The Federal Bureau of Investigation has issued a nationwide alert to banks and financial institutions, warning of a significant rise in ATM jackpotting attacks, a form of cyber-enabled theft that forces machines to dispense cash without legitimate transactions. Authorities say the trend is accelerating, with financial losses mounting as criminal groups refine their techniques and expand operations across the United States.
According to federal officials, nearly 1,900 ATM jackpotting incidents have been reported nationwide since 2020. More than 700 of those cases occurred in 2025 alone, resulting in losses exceeding $20 million. The sharp increase has prompted urgent calls for banks to strengthen ATM security controls, monitor suspicious activity more closely, and share threat intelligence with law enforcement.
At the center of the surge is malware from the Ploutus family, a tool specifically designed to hijack ATM systems. Rather than targeting individual customer accounts, the malware attacks the machine’s internal software layer. It exploits the Extensions for Financial Services, or XFS, which normally manages how ATMs physically dispense cash. By injecting unauthorized commands into this layer, attackers can override standard authorization checks and trigger withdrawals without bank approval, card use, or customer credentials.
Security analysts warn that once installed, the malware can give criminals direct control of the machine. Because many ATMs operate on widely used operating systems, the attack can often be adapted across different manufacturers with minimal modification. In many cases, cash-out operations can be completed within minutes, allowing perpetrators to leave before alerts are triggered or the machine runs empty.
Investigators emphasize that physical access remains the most common entry point for these attacks. Criminals frequently use generic keys to open ATM cabinets and then deploy malware using one of two primary methods. In some incidents, the machine’s hard drive is removed, infected on a separate computer, and reinstalled. In others, the original drive is replaced entirely with a compromised device preloaded with malicious software. Because the malware operates independently of standard banking communications, it can dispense cash without interacting with customer accounts or triggering traditional fraud detection systems.

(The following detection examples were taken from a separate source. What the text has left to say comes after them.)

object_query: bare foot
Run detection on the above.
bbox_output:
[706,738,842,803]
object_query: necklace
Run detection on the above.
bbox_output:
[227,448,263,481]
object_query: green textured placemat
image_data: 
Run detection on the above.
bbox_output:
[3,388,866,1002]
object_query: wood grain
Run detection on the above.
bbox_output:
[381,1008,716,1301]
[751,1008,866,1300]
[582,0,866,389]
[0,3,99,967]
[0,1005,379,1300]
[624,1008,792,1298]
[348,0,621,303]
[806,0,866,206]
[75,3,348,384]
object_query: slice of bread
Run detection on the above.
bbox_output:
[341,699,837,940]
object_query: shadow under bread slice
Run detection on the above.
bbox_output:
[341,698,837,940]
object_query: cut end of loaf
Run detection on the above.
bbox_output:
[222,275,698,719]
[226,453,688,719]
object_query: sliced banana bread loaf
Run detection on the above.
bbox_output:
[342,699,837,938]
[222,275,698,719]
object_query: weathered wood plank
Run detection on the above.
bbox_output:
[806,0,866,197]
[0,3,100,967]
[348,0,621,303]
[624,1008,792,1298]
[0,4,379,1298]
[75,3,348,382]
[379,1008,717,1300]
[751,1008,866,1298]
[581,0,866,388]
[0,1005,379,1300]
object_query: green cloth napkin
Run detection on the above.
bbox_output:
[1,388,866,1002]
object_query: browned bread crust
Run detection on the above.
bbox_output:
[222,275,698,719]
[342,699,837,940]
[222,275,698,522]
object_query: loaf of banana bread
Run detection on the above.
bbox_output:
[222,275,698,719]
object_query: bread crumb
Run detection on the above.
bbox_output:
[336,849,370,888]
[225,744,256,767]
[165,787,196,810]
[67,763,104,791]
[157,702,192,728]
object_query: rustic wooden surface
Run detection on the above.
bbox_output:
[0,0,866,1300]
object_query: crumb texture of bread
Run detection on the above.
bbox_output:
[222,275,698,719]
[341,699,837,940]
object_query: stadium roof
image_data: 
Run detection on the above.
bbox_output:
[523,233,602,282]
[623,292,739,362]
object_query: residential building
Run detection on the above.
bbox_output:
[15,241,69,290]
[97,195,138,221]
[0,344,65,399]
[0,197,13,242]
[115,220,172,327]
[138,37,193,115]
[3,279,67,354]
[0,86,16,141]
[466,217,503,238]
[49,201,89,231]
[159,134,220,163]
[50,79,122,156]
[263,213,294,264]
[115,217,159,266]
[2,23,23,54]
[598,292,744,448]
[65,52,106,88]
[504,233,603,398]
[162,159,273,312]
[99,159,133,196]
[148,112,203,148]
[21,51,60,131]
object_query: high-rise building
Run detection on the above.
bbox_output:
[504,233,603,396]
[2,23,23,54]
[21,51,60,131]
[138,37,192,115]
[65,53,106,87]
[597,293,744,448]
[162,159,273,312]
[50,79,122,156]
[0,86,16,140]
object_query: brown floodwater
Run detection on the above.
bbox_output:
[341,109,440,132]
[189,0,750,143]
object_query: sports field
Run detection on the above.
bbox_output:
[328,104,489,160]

Officials have outlined several warning signs that may indicate a compromised ATM, including unexpected door alerts outside maintenance windows, sudden low-cash notifications, unauthorized devices connected to the machine, missing or tampered hard drives, and machines abruptly marked out of service. Financial institutions are being urged to review physical security protocols, enhance monitoring of service patterns, and report suspicious activity promptly as part of a broader effort to contain the growing ATM cyberattack threat.